The auditory system includes 2 parallel functional pathways--one for treating sounds' identities and another for their spatial attributes (so-called "what" and "where" pathways). We examined the spatiotemporal mechanisms along auditory "what" and "where" pathways and whether they are automatically engaged in differentially processing spatial and pitch information of identical stimuli. Electrical neuroimaging of auditory evoked potentials (i.e., statistical analyses of waveforms, field strength, topographies, and source estimations) was applied to a passive "oddball" paradigm comprising 2 varieties of blocks of trials. On "what" blocks, band-pass-filtered noises varied in pitch, independently of perceived location. On "where" blocks, the identical stimuli varied in perceived location independently of pitch. Beginning 100 ms poststimulus, the electric field topography significantly differed between conditions, indicative of the automatic recruitment of distinct intracranial generators.

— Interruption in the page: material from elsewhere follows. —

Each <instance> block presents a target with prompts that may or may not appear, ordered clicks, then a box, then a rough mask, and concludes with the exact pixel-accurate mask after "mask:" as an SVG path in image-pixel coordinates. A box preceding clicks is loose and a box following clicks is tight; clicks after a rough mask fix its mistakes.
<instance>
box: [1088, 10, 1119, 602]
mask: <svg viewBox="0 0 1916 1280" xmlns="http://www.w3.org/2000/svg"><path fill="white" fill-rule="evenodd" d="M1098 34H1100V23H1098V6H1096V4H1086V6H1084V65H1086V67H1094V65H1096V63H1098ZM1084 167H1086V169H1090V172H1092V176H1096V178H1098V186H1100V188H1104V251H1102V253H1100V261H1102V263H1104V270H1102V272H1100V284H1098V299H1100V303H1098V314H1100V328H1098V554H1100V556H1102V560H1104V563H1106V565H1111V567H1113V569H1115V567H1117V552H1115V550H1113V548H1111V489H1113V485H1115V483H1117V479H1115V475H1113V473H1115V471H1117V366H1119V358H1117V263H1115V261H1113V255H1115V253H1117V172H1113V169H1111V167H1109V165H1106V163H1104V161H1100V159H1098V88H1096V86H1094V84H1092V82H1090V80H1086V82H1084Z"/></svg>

A distributed linear inverse solution and statistical analysis thereof revealed activations within superior temporal cortex and prefrontal cortex bilaterally that were common for both conditions, as well as regions within the right temporoparietal cortices that were selective for the "where" condition. These findings support models of automatic and intrinsic parallel processing of auditory information, such that segregated processing of spatial and pitch features may be an organizing principle of auditory function.

Keywords: auditory evoked potential; brain imaging; event-related potential; LAURA source estimation; "what" and "where" pathways.